Department of Oncology and Radiotherapy, University Hospital Hradec Kralove, Hradec Kralove, Czech Republic.
BMC Cancer. 2025 Aug 11;25(1):1302. doi: 10.1186/s12885-025-14741-5.
The study aimed to evaluate the impact of integrating molecular classification with imaging-based preoperative staging on risk stratification prediction in endometrial cancer patients in accordance with ESGO/ESTRO/ESP (European Society of Gynaecological Oncology/European Society for Radiotherapy and Oncology/European Society of Pathology) 2021 guidelines.
A retrospective cohort of 143 endometrial cancer patients was analyzed to assess changes in preoperative risk stratification after incorporating molecular classification into clinical evaluation. Preoperative clinical staging was primarily based on transvaginal ultrasound imaging. The overall agreement between preoperative risk group estimates (with/without molecular classification) and final postoperative outcomes was assessed using weighted Cohen's Kappa, with bootstrap 95% confidence intervals and quadratic weights.

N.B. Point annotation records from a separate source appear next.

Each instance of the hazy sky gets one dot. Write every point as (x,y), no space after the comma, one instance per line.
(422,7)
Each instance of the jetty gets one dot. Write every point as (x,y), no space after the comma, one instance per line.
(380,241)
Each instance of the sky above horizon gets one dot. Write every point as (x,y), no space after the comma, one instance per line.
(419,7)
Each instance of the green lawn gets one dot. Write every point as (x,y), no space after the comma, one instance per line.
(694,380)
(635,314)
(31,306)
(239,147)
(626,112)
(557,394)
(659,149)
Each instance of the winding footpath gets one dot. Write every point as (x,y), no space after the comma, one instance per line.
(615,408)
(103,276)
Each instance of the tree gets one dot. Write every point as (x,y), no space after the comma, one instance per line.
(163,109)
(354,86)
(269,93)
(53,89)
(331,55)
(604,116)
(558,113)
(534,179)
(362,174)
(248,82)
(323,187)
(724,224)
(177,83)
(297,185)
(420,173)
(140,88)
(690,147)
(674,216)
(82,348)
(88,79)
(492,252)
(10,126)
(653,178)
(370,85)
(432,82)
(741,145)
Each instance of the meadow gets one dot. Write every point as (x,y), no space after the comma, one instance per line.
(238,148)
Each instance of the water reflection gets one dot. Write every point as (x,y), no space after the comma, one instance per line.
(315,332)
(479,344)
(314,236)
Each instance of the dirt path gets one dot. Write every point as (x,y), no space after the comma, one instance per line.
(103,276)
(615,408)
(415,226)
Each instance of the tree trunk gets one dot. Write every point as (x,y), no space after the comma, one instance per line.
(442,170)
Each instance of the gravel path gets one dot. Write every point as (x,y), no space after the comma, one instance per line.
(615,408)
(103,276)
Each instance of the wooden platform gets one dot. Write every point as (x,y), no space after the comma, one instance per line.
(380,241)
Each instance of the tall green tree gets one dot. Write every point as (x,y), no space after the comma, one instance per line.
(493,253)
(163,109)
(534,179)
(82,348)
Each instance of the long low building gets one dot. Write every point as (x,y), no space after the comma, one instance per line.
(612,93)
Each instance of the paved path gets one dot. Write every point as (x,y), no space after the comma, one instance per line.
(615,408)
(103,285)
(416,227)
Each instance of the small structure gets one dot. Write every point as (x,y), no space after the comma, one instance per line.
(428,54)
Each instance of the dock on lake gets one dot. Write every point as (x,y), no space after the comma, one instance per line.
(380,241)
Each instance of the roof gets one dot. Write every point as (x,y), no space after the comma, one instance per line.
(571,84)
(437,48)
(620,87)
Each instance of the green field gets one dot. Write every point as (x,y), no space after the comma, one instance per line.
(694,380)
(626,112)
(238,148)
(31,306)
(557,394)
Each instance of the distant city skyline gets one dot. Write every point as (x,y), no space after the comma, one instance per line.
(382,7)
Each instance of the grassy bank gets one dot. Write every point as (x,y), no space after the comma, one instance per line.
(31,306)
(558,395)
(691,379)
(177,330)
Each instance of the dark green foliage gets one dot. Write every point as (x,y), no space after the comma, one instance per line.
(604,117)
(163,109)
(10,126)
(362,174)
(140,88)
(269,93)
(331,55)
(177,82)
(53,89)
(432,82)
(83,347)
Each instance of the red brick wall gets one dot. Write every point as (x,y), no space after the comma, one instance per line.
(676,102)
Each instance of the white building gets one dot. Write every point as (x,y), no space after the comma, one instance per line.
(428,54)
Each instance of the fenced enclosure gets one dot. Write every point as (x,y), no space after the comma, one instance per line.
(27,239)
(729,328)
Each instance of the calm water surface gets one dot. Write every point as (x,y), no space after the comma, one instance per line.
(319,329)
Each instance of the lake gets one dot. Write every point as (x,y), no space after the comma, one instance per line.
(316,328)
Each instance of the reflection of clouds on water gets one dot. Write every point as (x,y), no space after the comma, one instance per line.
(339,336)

The addition of molecular classification significantly improved preoperative risk stratification accuracy (from 59.4 to 73.4%), particularly for patients post-operatively classified as high-risk. Kappa values indicated an improvement in overall agreement between preoperative and postoperative risk stratification following the addition of molecular classification, from 0.551 (95% CI: 0.430-0.671) to 0.767 (95% CI: 0.675-0.849). The non-overlapping confidence intervals indicated statistical significance. Preoperative assessment without molecular input tended to underestimate risk stratification. However, 26.6% of patients remained misclassified due to other factors, mostly within the intermediate and high-intermediate risk groups.

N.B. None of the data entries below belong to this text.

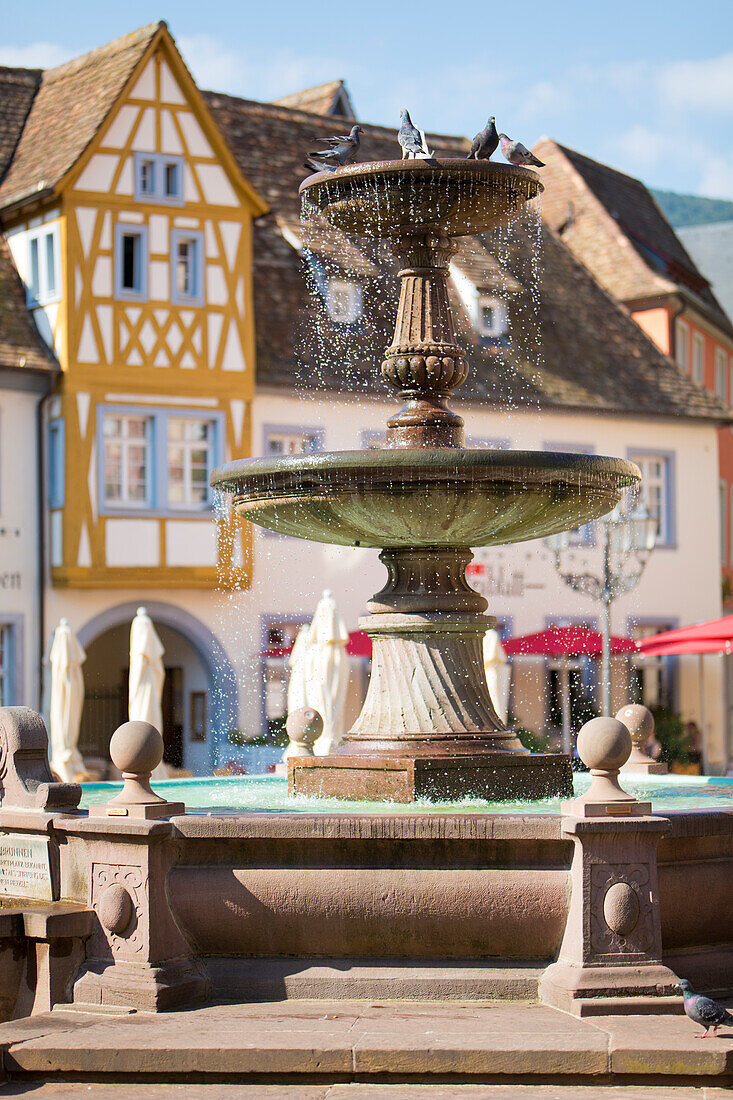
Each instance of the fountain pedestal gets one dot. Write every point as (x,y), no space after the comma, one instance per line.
(428,727)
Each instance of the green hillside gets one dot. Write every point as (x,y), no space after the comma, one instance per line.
(691,209)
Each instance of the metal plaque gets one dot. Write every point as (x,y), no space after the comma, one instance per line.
(25,866)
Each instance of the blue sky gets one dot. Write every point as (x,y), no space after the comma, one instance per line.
(644,86)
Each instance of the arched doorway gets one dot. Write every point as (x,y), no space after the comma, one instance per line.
(199,700)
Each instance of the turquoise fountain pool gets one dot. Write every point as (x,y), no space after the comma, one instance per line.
(269,794)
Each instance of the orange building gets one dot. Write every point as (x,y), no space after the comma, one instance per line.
(614,227)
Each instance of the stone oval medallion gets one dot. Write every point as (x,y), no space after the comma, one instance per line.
(115,909)
(621,909)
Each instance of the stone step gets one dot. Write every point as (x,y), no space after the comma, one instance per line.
(340,1041)
(277,979)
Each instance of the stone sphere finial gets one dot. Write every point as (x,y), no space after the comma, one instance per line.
(639,722)
(604,744)
(304,727)
(135,748)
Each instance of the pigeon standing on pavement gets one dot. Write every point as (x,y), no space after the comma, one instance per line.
(516,153)
(485,142)
(342,150)
(703,1010)
(412,139)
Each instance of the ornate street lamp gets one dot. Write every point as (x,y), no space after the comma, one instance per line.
(626,540)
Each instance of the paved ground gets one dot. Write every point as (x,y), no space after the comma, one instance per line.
(79,1091)
(450,1044)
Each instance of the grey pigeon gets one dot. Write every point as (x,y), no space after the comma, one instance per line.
(516,153)
(342,150)
(485,142)
(703,1010)
(411,138)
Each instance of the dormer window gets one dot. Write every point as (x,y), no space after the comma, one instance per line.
(146,177)
(159,178)
(492,317)
(43,275)
(343,300)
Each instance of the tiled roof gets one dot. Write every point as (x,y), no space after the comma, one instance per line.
(613,224)
(18,87)
(21,345)
(593,355)
(328,99)
(70,103)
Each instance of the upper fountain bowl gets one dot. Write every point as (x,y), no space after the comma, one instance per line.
(391,198)
(425,496)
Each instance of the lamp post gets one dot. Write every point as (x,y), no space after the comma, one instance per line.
(626,540)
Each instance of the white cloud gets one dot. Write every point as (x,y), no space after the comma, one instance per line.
(212,64)
(707,84)
(36,55)
(254,74)
(717,178)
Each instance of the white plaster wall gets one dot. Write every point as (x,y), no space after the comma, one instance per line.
(19,534)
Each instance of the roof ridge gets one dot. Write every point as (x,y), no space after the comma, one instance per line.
(273,107)
(8,72)
(117,45)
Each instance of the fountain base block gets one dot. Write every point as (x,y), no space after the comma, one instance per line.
(504,777)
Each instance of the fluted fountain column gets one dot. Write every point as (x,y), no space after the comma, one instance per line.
(424,363)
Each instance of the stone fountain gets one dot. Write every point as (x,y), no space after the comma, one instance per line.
(428,727)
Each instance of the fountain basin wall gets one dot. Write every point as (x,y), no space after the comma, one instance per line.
(448,891)
(260,906)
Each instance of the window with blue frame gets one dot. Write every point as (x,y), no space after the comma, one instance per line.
(159,178)
(6,663)
(56,464)
(657,491)
(186,267)
(157,460)
(130,261)
(43,266)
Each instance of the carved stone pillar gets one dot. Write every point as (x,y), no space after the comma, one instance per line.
(424,363)
(428,727)
(611,954)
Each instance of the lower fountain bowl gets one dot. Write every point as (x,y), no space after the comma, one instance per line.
(425,496)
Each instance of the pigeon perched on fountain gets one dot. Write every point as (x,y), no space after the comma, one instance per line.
(703,1010)
(485,142)
(516,153)
(412,140)
(342,150)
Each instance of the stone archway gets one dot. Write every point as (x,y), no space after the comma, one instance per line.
(220,675)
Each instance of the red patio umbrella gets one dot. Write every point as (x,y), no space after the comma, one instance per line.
(711,637)
(565,641)
(715,636)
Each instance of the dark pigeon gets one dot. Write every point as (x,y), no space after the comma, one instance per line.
(409,138)
(516,153)
(342,150)
(703,1010)
(485,142)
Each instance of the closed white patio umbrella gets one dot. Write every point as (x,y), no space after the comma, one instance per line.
(66,703)
(327,671)
(499,673)
(146,677)
(297,696)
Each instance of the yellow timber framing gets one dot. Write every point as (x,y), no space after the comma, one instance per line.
(163,41)
(145,381)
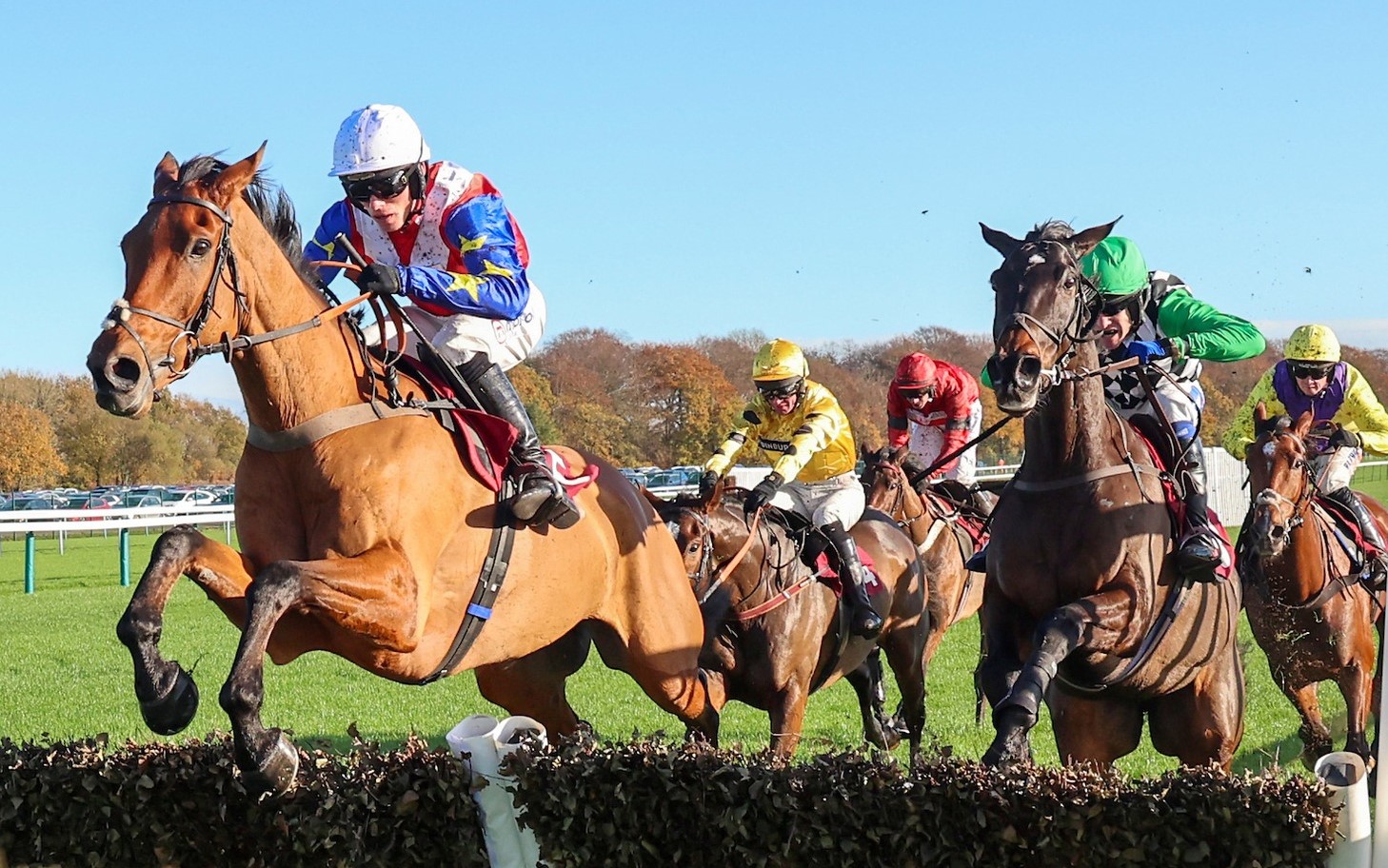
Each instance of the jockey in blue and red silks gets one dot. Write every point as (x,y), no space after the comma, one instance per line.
(443,236)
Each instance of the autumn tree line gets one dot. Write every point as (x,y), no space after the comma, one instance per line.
(632,403)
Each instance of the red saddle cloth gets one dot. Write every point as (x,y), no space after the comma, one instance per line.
(485,442)
(1178,507)
(829,574)
(1345,522)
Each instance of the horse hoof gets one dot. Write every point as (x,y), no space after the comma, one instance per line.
(276,770)
(173,712)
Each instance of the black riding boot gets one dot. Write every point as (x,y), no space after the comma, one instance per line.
(540,500)
(1375,563)
(1200,554)
(863,619)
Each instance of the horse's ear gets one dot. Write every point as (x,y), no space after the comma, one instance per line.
(1082,242)
(235,178)
(1303,424)
(1000,242)
(718,494)
(166,173)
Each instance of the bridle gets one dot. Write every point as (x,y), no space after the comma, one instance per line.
(1267,498)
(188,330)
(897,484)
(1087,306)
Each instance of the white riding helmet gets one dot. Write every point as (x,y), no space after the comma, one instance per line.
(378,137)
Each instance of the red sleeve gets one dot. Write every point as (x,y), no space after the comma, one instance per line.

Incorporating molecular classification enhances preoperative risk stratification and has the potential to tailor surgical treatment. Further validation through prospective multicentric studies is needed to support our findings.
本研究旨在根据欧洲妇科肿瘤学会/欧洲放射治疗与肿瘤学会/欧洲病理学会(ESGO/ESTRO/ESP)2021年指南,评估将分子分类与基于影像的术前分期相结合对子宫内膜癌患者风险分层预测的影响。

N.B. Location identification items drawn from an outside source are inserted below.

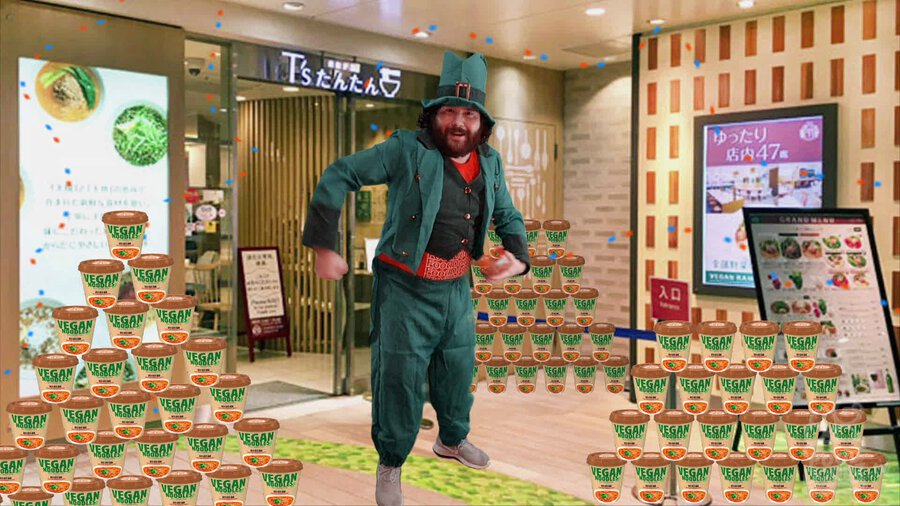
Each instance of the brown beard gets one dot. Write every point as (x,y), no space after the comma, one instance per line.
(441,138)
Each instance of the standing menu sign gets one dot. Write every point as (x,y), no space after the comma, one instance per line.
(822,265)
(263,294)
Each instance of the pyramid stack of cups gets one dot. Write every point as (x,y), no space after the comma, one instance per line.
(554,345)
(717,427)
(128,406)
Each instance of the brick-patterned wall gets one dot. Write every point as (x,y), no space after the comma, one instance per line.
(846,53)
(597,180)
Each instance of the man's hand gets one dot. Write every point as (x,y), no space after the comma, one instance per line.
(330,265)
(507,266)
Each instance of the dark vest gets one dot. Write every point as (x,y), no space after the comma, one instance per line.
(459,216)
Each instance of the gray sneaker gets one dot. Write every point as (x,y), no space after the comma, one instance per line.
(465,452)
(387,487)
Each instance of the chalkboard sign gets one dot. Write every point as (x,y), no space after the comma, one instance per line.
(265,316)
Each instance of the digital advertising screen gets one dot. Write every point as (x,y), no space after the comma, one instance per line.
(91,140)
(763,159)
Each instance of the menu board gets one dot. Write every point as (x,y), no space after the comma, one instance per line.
(823,266)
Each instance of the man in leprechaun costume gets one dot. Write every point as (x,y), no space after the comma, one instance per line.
(446,186)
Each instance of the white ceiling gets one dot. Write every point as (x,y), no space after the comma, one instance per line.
(558,28)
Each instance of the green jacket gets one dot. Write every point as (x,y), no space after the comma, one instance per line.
(412,167)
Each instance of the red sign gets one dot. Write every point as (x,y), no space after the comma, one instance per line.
(670,299)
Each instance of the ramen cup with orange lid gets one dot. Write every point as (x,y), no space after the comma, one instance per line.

对143例子宫内膜癌患者的回顾性队列进行分析,以评估将分子分类纳入临床评估后术前风险分层的变化。术前临床分期主要基于经阴道超声成像。使用加权科恩kappa系数、自抽样95%置信区间和二次权重评估术前风险组估计(有/无分子分类)与最终术后结果之间的总体一致性。
增加分子分类显著提高了术前风险分层的准确性(从59.4%提高到73.4%),尤其是对于术后被分类为高危的患者。kappa值表明,增加分子分类后,术前和术后风险分层之间的总体一致性有所改善,从0.551(95%CI:0.430-0.671)提高到0.767(95%CI:0.675-0.849)。不重叠的置信区间表明具有统计学意义。没有分子输入的术前评估往往低估风险分层。然而,26.6%的患者由于其他因素仍被错误分类,主要在中风险和高中风险组内。
纳入分子分类可增强术前风险分层,并有可能调整手术治疗方案。需要通过前瞻性多中心研究进行进一步验证,以支持我们的研究结果。